Las metodologías activas han cobrado relevancia en la Educación Básica Media porque
permiten desplazar la enseñanza centrada únicamente en la transmisión de contenidos hacia
experiencias donde el estudiante participa, analiza, dialoga y construye aprendizajes con mayor
autonomía. En este enfoque, el aula se concibe como un espacio de interacción pedagógica, en el
que las actividades colaborativas, la resolución de problemas, la indagación y el uso de situaciones
contextualizadas favorecen una comprensión s profunda de los contenidos escolares
(Muntaner-Guasp et al., 2022; Nevárez Jiménez et al., 2025).

En este nivel educativo, el uso de metodologías activas resulta pertinente debido a que
los estudiantes fortalecen progresivamente habilidades cognitivas, comunicativas y sociales
necesarias para enfrentar tareas de mayor complejidad. Anrango Fernandez y Farinango Anrango
(2026) señalan que estas metodologías, aplicadas en Educación Básica Media, favorecen el
razonamiento lógico cuando se articulan con actividades de resolución de problemas, trabajo
cooperativo y uso de recursos didácticos contextualizados. De manera complementaria, Guamán
Sigua et al. (2026) sostienen que las metodologías activas contribuyen a mejorar la participación
y la comprensión cuando el estudiante asume un rol protagónico en la construcción del
aprendizaje.

El pensamiento crítico constituye una competencia esencial en la formación escolar,
debido a que permite interpretar información, analizar argumentos, reconocer supuestos, valorar
evidencias y formular juicios fundamentados. Benavides y Ruíz (2022) explican que esta
competencia favorece una aproximación reflexiva al conocimiento y fortalece la capacidad del
estudiante para tomar decisiones razonadas. Por ello, su desarrollo requiere prácticas pedagógicas
que promuevan preguntas, discusión, argumentación y evaluación de ideas, evitando que el
aprendizaje se limite a la repetición de contenidos.
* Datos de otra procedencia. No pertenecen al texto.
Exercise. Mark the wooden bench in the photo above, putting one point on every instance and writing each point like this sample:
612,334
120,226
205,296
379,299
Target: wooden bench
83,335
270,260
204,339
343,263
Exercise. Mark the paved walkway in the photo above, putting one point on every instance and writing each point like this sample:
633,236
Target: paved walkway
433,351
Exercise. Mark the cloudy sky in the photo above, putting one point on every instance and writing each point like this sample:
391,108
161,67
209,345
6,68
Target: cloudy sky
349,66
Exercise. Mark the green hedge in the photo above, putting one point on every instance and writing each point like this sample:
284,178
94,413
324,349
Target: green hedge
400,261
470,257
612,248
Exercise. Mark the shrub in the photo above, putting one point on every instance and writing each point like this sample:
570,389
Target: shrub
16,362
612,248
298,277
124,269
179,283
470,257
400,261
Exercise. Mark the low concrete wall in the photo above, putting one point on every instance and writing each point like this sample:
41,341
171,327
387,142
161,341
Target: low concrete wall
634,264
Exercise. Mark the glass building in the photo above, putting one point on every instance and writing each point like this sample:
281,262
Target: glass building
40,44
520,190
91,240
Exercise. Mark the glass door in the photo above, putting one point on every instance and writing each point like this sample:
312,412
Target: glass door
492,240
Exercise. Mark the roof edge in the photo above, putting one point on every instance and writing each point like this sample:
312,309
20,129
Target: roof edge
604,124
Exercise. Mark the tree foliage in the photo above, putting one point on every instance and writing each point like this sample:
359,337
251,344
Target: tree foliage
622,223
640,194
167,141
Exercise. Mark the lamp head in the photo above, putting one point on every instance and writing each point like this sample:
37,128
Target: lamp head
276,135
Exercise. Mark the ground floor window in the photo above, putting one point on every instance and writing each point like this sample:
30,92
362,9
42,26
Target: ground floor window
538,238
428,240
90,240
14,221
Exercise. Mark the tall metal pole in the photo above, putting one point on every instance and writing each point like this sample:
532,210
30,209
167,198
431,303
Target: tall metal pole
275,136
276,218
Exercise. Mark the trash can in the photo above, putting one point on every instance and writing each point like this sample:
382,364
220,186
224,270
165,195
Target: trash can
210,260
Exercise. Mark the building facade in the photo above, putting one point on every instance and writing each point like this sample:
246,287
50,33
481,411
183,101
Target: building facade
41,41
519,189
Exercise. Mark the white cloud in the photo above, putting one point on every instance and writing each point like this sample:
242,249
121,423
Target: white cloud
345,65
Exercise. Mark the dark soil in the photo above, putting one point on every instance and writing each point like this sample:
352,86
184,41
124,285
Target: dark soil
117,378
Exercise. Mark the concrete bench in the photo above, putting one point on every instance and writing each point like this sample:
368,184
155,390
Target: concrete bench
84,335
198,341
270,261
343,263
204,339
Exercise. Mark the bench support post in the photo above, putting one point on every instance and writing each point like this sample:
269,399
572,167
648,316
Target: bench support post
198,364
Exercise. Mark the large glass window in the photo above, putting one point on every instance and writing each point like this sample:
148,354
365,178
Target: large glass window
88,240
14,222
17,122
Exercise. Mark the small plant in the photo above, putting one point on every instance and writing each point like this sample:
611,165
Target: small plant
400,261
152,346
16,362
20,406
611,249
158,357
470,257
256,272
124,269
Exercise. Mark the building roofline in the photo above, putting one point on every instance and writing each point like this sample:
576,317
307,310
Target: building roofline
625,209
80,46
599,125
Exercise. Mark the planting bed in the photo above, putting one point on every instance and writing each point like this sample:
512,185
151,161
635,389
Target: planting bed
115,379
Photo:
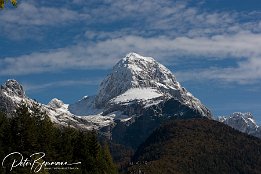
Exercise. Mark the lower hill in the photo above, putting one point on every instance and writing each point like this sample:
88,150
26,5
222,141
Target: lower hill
197,146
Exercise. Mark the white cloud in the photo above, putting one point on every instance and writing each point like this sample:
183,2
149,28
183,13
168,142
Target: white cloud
27,20
243,47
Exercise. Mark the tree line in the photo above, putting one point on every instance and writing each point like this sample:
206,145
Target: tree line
30,131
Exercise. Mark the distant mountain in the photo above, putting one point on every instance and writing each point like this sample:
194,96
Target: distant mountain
197,146
134,99
244,122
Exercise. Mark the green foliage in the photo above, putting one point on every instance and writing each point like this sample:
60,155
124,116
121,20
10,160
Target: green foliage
31,131
198,146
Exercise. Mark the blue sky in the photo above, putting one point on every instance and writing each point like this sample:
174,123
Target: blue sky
64,49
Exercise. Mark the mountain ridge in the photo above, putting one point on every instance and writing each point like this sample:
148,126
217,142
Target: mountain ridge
138,90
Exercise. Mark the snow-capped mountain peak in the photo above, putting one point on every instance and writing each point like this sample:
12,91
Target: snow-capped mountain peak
135,71
56,103
13,88
144,74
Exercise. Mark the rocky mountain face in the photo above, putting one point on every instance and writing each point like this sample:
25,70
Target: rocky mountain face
244,122
134,99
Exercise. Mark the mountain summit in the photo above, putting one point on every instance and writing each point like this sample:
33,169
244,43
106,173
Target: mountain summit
134,99
144,75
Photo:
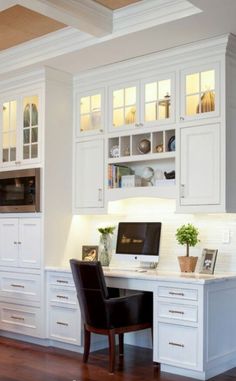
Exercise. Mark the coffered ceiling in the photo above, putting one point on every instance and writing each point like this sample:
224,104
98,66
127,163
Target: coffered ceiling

Diversas investigaciones recientes coinciden en que las estrategias activas pueden generar
condiciones favorables para el ejercicio del pensamiento crítico en el aula. Mendoza Zambrano
et al. (2025) identifican que las estrategias didácticas activas, cuando se planifican con
intencionalidad pedagógica, se relacionan con habilidades de análisis, participación y
argumentación en la Enseñanza General Básica. En la misma línea, Martínez-Del Rio et al. (2025)
destacan que el aprendizaje basado en problemas permite a los estudiantes examinar situaciones,
formular hipótesis y sustentar soluciones, procesos vinculados con el razonamiento crítico.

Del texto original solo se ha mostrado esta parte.